Tuesday, October 9, 2012

Blue Shoe, Anne Lamott (3 stars)

From Amazon: Mattie Ryder is marvelously neurotic, well-intentioned, funny, religious, sarcastic, tender, angry, and broke. Her life at the moment is a wreck: her marriage has failed, her mother is failing, her house is rotting, her waist is expanding, her children are misbehaving, and she has a crush on a married man. Then she finds a small rubber blue shoe—nothing more than a gumball trinket—left behind by her father. For Mattie, it becomes a talisman—a chance to recognize the past for what it was, to see the future as she always hoped it could be, and to finally understand her family, herself, and the ever-unfolding mystery of her sweet, sad, and sometimes surprising life.

Nobody writes “marvelously neurotic” as well as Anne Lamott. As a writer, I loved her novel on writing, Bird by Bird: Some Instructions on Writing and Life (read my 5-star review here). And I’ve said time and time again that I wouldn’t have survived my first year as a mom without her memoir, Operating Instructions: A Journal of my Son’s First Year. Her willingness to lay it all on the line, flaws and all, is appealing and endearing.
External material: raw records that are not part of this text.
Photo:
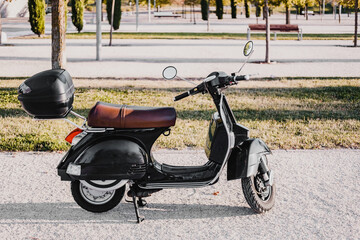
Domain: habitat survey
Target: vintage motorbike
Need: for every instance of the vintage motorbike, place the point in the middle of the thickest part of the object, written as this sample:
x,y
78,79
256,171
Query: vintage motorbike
x,y
112,148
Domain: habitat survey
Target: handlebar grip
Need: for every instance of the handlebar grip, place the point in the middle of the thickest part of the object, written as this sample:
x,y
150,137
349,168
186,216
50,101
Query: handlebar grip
x,y
181,96
242,78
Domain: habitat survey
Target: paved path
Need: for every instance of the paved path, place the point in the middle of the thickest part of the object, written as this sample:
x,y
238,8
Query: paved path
x,y
193,58
19,27
317,198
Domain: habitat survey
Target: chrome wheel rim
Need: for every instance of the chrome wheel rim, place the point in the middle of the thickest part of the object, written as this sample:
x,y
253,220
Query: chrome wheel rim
x,y
95,197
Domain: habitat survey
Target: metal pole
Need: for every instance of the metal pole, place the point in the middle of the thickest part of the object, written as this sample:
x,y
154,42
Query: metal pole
x,y
137,15
112,21
208,23
98,30
149,10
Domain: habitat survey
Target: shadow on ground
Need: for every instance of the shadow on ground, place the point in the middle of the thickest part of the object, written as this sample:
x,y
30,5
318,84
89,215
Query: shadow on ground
x,y
30,213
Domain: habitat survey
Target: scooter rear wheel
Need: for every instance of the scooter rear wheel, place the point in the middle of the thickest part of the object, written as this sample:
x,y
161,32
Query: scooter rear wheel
x,y
94,200
261,198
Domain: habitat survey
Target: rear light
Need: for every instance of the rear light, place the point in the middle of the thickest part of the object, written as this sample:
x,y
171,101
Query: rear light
x,y
75,136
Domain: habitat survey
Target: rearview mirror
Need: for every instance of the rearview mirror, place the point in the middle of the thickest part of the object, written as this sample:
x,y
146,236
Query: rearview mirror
x,y
248,48
169,72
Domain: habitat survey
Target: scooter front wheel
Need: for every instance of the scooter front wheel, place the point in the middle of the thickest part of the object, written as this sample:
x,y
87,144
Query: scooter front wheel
x,y
95,200
260,197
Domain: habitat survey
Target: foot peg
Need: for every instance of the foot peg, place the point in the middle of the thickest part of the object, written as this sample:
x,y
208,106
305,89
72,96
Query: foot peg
x,y
138,217
137,203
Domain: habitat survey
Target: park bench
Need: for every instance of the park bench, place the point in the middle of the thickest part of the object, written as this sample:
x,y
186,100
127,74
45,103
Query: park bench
x,y
275,28
166,14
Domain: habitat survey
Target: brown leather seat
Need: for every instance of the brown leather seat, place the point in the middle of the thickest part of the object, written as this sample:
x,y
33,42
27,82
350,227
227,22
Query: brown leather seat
x,y
123,116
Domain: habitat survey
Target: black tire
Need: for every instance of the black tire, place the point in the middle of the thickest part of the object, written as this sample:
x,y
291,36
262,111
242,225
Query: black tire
x,y
260,203
77,191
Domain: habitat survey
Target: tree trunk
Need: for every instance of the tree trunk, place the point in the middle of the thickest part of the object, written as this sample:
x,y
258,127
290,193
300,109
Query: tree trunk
x,y
0,28
58,35
339,13
356,21
287,15
267,56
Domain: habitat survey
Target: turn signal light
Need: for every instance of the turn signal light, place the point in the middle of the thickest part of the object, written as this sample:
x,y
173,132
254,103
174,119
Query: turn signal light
x,y
73,134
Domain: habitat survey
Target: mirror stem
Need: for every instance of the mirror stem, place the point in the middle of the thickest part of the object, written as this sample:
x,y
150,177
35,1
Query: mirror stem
x,y
245,61
186,80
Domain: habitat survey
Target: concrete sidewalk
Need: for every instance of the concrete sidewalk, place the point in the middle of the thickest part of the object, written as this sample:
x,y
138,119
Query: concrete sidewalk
x,y
130,58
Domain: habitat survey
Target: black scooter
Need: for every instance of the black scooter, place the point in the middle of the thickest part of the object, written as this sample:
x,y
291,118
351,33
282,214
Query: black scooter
x,y
112,148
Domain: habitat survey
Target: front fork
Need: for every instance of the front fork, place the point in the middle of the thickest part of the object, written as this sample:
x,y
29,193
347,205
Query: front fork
x,y
266,173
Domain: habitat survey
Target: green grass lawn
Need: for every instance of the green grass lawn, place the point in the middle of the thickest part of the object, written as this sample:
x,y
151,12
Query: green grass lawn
x,y
190,35
286,114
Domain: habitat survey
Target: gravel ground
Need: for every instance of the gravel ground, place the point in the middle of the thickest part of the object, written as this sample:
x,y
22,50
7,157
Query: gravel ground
x,y
317,198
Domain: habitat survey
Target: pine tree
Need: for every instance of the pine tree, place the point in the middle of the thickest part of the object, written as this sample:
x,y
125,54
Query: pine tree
x,y
77,8
117,13
233,8
37,16
247,10
219,9
204,10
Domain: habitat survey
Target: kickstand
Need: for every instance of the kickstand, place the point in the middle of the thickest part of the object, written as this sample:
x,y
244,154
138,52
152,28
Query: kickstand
x,y
138,217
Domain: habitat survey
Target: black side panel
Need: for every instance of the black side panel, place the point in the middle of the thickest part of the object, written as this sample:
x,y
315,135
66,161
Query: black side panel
x,y
244,159
144,138
116,158
219,145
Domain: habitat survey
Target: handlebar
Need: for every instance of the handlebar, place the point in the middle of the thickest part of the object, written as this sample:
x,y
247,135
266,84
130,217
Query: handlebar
x,y
242,78
181,96
229,80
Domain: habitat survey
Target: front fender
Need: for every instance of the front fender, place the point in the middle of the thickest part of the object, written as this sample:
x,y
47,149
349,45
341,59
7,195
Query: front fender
x,y
245,158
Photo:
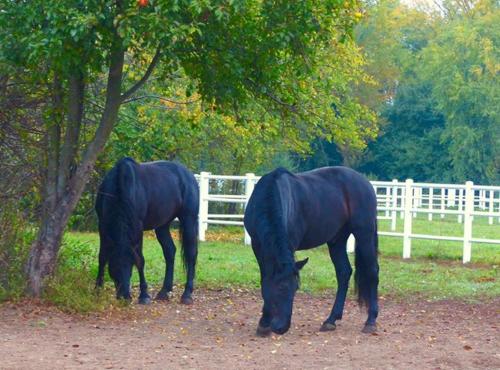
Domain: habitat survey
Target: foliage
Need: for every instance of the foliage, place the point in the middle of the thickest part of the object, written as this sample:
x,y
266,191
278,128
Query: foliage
x,y
439,80
14,246
72,287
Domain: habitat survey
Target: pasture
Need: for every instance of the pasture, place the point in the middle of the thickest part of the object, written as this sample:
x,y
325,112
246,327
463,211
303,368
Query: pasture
x,y
435,313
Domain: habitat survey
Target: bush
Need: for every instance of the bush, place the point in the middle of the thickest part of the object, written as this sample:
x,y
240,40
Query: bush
x,y
15,240
72,287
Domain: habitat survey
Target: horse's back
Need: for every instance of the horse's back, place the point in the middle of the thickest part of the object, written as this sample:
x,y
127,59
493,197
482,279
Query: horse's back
x,y
159,191
315,206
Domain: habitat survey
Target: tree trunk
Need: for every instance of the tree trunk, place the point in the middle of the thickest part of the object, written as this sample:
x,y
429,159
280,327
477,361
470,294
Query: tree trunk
x,y
44,251
56,212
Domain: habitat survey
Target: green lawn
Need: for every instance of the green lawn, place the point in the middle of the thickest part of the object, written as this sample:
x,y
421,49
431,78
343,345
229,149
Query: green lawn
x,y
440,249
224,264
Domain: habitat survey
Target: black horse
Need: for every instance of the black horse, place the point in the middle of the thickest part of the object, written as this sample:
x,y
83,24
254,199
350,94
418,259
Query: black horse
x,y
135,197
288,212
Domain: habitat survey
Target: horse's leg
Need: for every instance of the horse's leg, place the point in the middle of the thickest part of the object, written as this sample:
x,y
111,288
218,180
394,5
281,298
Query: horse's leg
x,y
264,326
343,270
189,226
103,259
367,270
144,297
168,247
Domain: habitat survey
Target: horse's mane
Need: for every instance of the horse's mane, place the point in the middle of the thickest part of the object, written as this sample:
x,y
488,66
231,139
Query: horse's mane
x,y
273,233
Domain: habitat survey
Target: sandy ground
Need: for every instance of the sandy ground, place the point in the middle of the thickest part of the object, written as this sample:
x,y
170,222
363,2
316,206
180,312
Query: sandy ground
x,y
218,332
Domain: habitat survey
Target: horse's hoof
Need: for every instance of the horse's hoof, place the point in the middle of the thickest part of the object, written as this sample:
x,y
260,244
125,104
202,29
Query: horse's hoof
x,y
369,329
162,296
145,300
328,327
263,331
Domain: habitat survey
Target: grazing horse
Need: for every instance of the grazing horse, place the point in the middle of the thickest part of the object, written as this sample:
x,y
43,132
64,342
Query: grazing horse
x,y
288,212
135,197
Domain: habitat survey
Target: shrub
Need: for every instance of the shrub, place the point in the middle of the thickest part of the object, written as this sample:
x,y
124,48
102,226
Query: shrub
x,y
15,240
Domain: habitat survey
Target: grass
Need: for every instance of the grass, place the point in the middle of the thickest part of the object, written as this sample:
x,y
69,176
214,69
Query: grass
x,y
442,250
435,271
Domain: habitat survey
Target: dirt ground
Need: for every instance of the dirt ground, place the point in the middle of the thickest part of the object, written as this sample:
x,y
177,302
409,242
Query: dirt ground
x,y
218,331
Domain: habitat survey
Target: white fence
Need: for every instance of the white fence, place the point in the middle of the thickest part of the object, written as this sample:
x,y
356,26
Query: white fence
x,y
393,197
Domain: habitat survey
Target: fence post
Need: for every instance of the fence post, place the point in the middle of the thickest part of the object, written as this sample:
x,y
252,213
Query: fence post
x,y
394,212
460,205
469,208
350,243
249,185
416,197
490,207
203,212
431,202
442,201
408,202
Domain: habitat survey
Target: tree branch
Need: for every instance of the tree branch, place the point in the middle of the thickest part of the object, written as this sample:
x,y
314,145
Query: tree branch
x,y
127,94
160,98
75,116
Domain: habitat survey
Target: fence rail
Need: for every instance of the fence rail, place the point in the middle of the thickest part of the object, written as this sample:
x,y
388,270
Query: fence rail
x,y
407,198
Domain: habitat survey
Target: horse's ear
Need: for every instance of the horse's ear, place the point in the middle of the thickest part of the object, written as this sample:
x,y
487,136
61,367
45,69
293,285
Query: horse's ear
x,y
300,264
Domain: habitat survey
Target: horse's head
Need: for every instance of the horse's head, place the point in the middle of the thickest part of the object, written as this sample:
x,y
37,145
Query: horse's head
x,y
278,292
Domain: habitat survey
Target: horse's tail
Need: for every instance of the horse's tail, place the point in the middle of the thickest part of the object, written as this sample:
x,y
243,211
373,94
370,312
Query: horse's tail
x,y
366,264
126,190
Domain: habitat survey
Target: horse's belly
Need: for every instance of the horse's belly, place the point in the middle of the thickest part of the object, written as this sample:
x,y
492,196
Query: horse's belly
x,y
320,233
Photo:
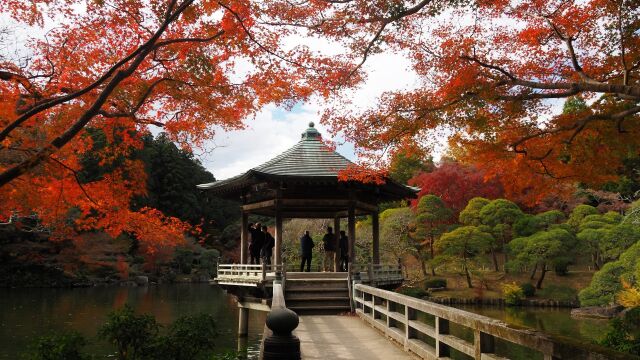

So I was excited to finally read one of her fiction novels. Blue Shoe is about Mattie Ryder, a woman struggling to find herself after divorce. Along the journey, she falls for a married man, discovers her father’s secrets, begins to understand her mother, and starts to find her strength.

While searching for answers, she discovers a small rubber blue shoe in her father’s things. It becomes a beacon of hope and a charm for protection. Mattie and her brother ultimately discover just how dysfunctional their family is, and how it has affected who they have become.

I’m all for flawed characters and families, but there has to be an underlying likability that makes you want to endure the character’s struggles. Hopefully the payoff is a slightly less flawed character in the end, one you care about. This book simply ended up being a struggle for me. I kept feeling like I was on the edge of liking it, of really embracing the characters, but I never made it there. It makes me sad, because I really wanted to love it.

I have enough faith in Anne Lamott’s writing and ability to create raw and emotional story that this book will not make me give up on her work. But I’ll be doing a bit more research on which of her fiction books I try next.

Rating: 3 stars

More about the author: Anne Lamott is the author of the New York Times bestsellers Grace (Eventually), Plan B, Traveling Mercies, and Operating Instructions, as well as seven novels, including Rosie and Crooked Little Heart. She is a past recipient of a Guggenheim Fellowship.


This book was part of my 2012 TBR (To Be Read) Pile Challenge. Now, I only have six more to read by the end of the year. No pressure!

Thankfully, I love to read. Bring it on!